Now, I have no doubt that it's possible to come up with ways of edging away from this conclusion (it's an institutional boycott, it's on the basis of institutional affiliation not national identity, and so on. Mona Baker made all these claims, of course.) I think it's pretty hopeless to argue out those qualifications, partly because the Act instructs us to have regard in particular to the perception of the person victimised, partly becase of the phrase 'has the purpose or effect' and we know already that some Israeli academics detect a hostile
environment in the UK, and attribute it to the action of the Union. We have members who are Israeli and members who have institutional affiliations to Israeli Universities. I'm sure that even Haim and Gavin can see that these sorts of concerns are not hysterical.
It's plausible, then, to think that this will be resolved not at Congress, but in court. That means using members' subscriptions to defend the union against a claim that we are infringing the Race Relations Act. Maybe we'll win, maybe not. Maybe, just as some may think 'good riddance' about resignations, others will take a gung-ho attitude, and look forward to a fight in the courts, in which we take on a Jewish member or members who think and argue that we are in breach of the Race Relations Act (2003 Amendment). Any reasonable reading of the clause above will reveal why they might think that they have a case.
I don't look forward to it. It's, at the minimum, not particularly good PR for a union that appeals to the RRA in defence of its members.
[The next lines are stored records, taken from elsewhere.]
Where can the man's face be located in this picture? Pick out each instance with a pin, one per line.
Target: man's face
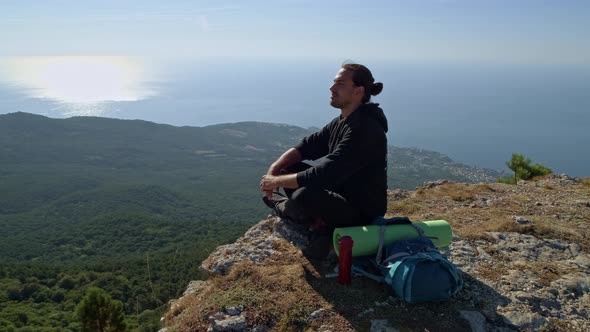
(343, 91)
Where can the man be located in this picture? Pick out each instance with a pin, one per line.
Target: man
(348, 186)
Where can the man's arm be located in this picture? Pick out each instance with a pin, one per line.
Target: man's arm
(290, 157)
(273, 180)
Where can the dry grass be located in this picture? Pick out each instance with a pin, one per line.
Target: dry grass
(288, 288)
(276, 293)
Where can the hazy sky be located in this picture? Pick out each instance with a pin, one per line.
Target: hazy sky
(513, 31)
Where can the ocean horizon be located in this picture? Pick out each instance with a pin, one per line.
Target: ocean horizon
(476, 114)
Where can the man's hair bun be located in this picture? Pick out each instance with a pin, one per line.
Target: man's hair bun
(376, 88)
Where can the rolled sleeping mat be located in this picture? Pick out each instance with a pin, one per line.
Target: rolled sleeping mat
(366, 238)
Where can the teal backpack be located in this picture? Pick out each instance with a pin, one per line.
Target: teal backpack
(413, 268)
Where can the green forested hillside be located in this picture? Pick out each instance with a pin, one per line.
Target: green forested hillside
(133, 207)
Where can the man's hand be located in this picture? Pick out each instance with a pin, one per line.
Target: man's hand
(266, 185)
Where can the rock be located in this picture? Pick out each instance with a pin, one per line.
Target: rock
(230, 323)
(256, 245)
(382, 325)
(524, 320)
(234, 311)
(522, 220)
(195, 287)
(366, 312)
(316, 314)
(476, 320)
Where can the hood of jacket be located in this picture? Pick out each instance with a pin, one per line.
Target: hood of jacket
(373, 110)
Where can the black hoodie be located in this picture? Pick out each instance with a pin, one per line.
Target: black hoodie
(354, 163)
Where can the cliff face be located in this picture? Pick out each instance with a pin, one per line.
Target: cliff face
(523, 251)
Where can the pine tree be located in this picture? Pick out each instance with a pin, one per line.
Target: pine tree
(523, 170)
(98, 312)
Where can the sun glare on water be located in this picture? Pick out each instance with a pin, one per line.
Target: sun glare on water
(81, 81)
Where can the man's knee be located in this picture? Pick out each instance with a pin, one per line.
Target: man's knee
(306, 196)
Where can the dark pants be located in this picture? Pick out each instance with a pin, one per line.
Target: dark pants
(306, 204)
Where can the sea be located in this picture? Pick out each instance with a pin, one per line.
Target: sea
(477, 114)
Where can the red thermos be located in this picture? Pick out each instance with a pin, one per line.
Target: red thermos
(345, 244)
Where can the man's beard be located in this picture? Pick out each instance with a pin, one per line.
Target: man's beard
(335, 103)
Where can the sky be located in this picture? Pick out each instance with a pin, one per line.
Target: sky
(460, 31)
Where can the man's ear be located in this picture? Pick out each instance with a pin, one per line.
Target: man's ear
(359, 91)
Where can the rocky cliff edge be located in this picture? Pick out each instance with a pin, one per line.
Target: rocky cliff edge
(523, 251)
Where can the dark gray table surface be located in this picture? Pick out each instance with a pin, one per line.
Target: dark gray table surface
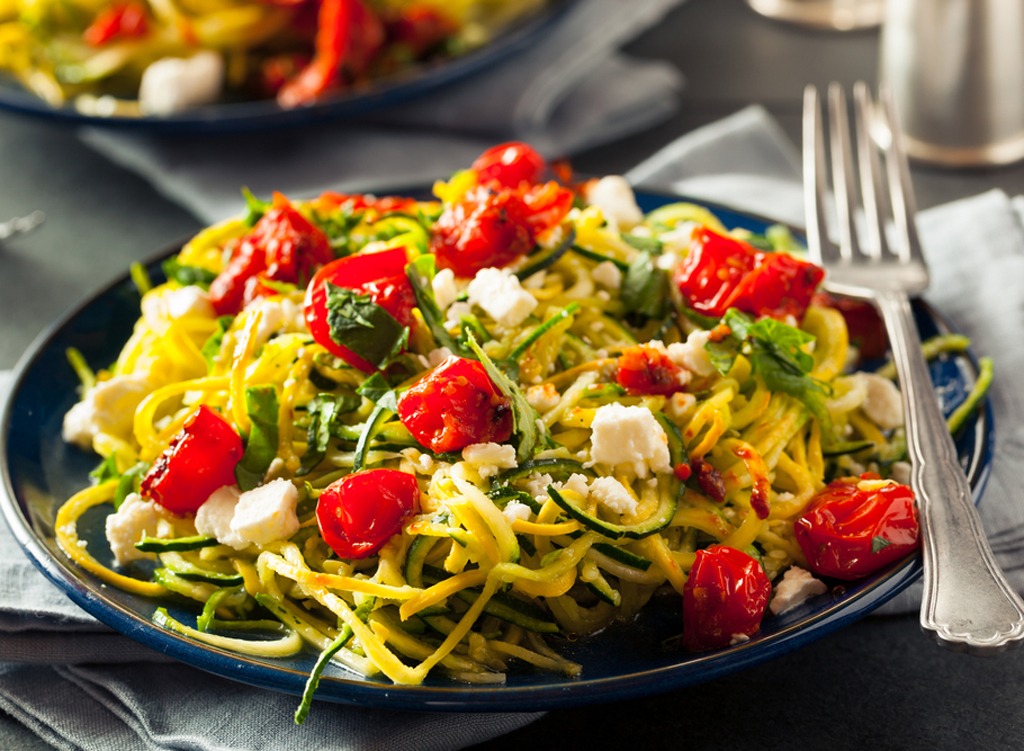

I'm concerned about it - and not only because I think we'll lose, and will deserve to lose.
3) Democratic process.
Everyone from me to Socialist Worker (which is quite a long way) knows that, if a boycott were put to a vote of the members it would be 'heavily defeated'. Yet we are embarking on a process in which we will probably continue to support and license the boycott campaign, and we will encourage individual acts of boycotting. This is not what our members want us to do - as anyone who spends their time talking to ordinary members knows. Congress is not representative of the membership on this matter, and pretty much everyone understands and more or less openly admits that. Again, people can respond with arguments that delegates are delegates and not representatives, go on about the limits of plebiscitary democracy, or say that our delegates have the right to discuss anything they want.
But even accepting all this (which I don't), it does nothing to close the obvious gap between the concerns, views and priorities of the membership and the obsessions of the activists list.
This reflects back on the issue of resignations: the pat answer is to say that members should stay and work through the democratic channels, but for a series of reasons this is increasingly less effective as an argument - indeed, it's becoming a joke. Our structures are very poorly responsive to the political representation of ordinary members, to put it politely. Part of the reason is structural, part of the reason is specific abuses of democratic norms by boycotters - including opposing the attempt to get an indicative ballot last year.
So to summarise: we're facing dozens, perhaps hundreds of resignations (again), we're likely to end up in court - possibly losing a claim under the RRA - and all this on a policy on which we're out of line with the mass membership.